Les Troisgros, ou l’art de la transmission

« Chez les Troisgros, il y a toujours une part d’aventure, des imprévus et des rebondissements. » Ces mots sont ceux de Pierre Troisgros, lors d’un entretien que j’ai eu la chance de mener, dans sa maison du Coteau, à un jet de pierre de Roanne. C’était en mai 2018. Hier, mercredi 23 septembre, le chef, âgé de 92 ans, s’en est allé. Les plus romantiques diront qu’il est parti retrouvé ses amis, Bocuse et beaucoup d’autres, pour refaire tous ensemble les fêtes d’antan ; les plus pragmatiques accuseront le coup et méditeront sur la puissance d’un nom.

Troisgros. De père en fils. Une forme d’évidence générationnelle qui n’en est pas vraiment une. Rappelons-nous, « des imprévus et des rebondissements ». Dans les années 50, le père de Pierre et Jean, Jean-Baptiste, face au départ du chef du restaurant de Roanne, demande à ses deux fils de venir l’aider. Niet ! Pour Pierre, c’est à son grand-frère (deux ans de plus !) d’assurer le remplacement. Jean est alors à la brasserie du Crillon, Pierre est au Lucas Carton, avec un engagement de deux ans à tenir.
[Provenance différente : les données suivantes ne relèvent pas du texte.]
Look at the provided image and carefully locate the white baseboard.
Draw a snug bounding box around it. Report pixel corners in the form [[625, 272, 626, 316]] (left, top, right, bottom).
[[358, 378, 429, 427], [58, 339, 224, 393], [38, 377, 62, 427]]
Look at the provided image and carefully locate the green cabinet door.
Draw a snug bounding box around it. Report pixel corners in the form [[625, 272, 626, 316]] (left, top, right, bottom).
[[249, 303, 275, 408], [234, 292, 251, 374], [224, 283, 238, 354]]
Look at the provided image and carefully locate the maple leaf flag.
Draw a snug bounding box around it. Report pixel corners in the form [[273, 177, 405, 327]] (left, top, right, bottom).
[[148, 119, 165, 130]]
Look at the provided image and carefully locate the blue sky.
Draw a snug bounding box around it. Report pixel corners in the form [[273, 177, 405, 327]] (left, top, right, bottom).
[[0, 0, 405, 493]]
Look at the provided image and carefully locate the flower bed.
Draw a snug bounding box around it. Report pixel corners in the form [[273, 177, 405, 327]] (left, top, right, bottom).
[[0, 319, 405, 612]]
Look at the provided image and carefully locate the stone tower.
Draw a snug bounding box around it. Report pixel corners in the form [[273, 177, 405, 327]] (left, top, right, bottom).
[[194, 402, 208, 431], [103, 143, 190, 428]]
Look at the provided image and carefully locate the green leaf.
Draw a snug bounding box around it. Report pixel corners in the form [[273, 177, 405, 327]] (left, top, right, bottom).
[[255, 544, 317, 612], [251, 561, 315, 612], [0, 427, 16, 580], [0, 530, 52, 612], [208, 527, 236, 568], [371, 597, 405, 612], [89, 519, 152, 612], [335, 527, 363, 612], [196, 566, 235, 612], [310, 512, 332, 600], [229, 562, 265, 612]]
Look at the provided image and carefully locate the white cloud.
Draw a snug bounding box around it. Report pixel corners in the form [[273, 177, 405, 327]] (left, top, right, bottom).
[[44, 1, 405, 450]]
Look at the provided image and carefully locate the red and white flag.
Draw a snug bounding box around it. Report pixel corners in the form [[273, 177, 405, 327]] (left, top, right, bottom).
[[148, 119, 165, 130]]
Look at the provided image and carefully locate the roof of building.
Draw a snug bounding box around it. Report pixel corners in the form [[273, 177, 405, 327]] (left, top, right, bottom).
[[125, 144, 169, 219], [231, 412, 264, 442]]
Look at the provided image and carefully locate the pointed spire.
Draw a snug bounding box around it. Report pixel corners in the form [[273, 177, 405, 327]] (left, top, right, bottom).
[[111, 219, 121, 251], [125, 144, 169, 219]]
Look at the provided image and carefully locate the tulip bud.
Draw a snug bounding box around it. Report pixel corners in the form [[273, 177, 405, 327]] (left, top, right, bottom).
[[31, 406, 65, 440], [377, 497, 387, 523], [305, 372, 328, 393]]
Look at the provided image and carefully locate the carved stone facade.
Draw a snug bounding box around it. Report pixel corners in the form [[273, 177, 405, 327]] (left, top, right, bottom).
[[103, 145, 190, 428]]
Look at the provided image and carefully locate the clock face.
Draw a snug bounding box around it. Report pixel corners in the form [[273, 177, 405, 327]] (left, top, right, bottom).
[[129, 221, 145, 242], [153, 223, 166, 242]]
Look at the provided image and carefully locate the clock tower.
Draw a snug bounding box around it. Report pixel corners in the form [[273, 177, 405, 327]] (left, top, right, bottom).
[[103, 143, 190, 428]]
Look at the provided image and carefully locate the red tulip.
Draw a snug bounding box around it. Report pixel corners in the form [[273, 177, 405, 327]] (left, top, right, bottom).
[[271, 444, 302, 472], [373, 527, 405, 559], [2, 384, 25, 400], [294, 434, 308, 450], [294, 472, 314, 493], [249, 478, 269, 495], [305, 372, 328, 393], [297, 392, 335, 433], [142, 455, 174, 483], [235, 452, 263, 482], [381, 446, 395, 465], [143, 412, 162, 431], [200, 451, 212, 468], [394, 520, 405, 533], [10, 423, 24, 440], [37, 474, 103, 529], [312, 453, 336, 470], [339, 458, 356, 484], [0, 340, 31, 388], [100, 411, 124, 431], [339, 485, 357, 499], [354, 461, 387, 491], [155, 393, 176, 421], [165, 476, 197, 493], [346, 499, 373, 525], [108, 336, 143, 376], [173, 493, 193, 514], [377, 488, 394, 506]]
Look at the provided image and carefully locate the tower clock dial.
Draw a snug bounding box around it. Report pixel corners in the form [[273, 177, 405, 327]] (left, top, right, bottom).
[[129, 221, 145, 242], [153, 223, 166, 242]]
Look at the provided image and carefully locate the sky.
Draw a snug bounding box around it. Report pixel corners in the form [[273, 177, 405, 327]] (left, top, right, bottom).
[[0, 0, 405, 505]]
Et puis, franchement, pour ses deux jeunes marmitons, la vie, c’est à Paris, pas à Roanne, en face de la gare et loin de tout. Mais Pierre écoutera son père et descendra, le temps que… Jean descende à son tour. Pierre remontera à Paris (chez Maxim’s) avant de s’installer définitivement à Roanne. « Deux frères à la tête d’un restaurant de province, ça avait de l’allure. » Quelques trente années plus tard, c’est au tour de Michel de devoir faire un choix. En 1983, Michel n’a que 25 ans, Jean décède en jouant au tennis à Vittel. Pierre est au Club Med en Italie, Michel est à Jérusalem. Marie-Pierre, sa femme, et Michel ont pris leur billet pour l’Australie. Comme une envie de voir ailleurs. Comme une envie de fuir un nom lourd à porter, à l’instar du frère de Michel, Claude, parti au Brésil ? Peut-être. L’Australie ne sera qu’un rêve vite évanoui. Le couple reste. S’installe à Roanne. Et on connait la suite. 2017, la Maison Troisgros quitte des murs qui ne lui appartiennent pas et se niche à Ouches, dans un cocon fait sur-mesure par l’ami Patrick Bouchain. Un lieu, grandiose, qui n’a pu voir le jour que grâce à l’engagement de César, fils de Marie-Pierre et Michel. Avant celui, probablement, de Léo, le frère. Le nom reste, l’histoire recommence.

De l’aventure, des imprévus et des rebondissements, certes. Mais il y a aussi l’art de la transmission. À chaque fois, à chaque génération, les enfants ont été appelés tôt à revenir aux fourneaux familiaux. Soit par les mauvais sorts de la vie, soit par la seule envie de prolonger l’histoire. Difficile, pour ne pas dire impossible, de trouver une telle continuité en France. Pour Michel, ce sujet de la succession et de la transmission le questionne en permanence. Très tôt, il a laissé la place à César, qu’il juge plus mûr que lui au même âge. Est-ce une clairvoyance purement culinaire, est-ce un acte de responsabilité pour permettre la transmission au meilleur moment ou la simple volonté de s’extraire d’un monde harassant ? Difficile à dire. 

Chez les Troisgros, il y a depuis longtemps les ambivalences de la présence et de l’absence, les tentations de la continuité ou de la rupture, les hésitations entre le respect et l’audace. Tout cela semble si fragile, si aléatoire. Nul doute que l’installation à Ouches a permis de relancer la dynamique familiale, de réinscrire la transmission dans la modernité du siècle. Pierre ne s’y était pas trompé d’ailleurs ; il reconnaissait que « l’histoire était arrivée à sa fin à Roanne ». Pierre s’en est allé, mais il reste une grande famille, avec deux générations aux fourneaux. Comme me le rappelait hier Michel, l’avenir est totalement imprévisible – « ça réserve, ça annule, rien n’est certain » -, mais il a su, comme son père, et le père de son père, cultiver ce terreau familial exceptionnel, faire fructifier l’arbre générationnel. S’il y a débat sur le statut du chef artiste, la famille Troisgros incarne à la perfection l’art de la transmission. Fragile et puissant à la fois.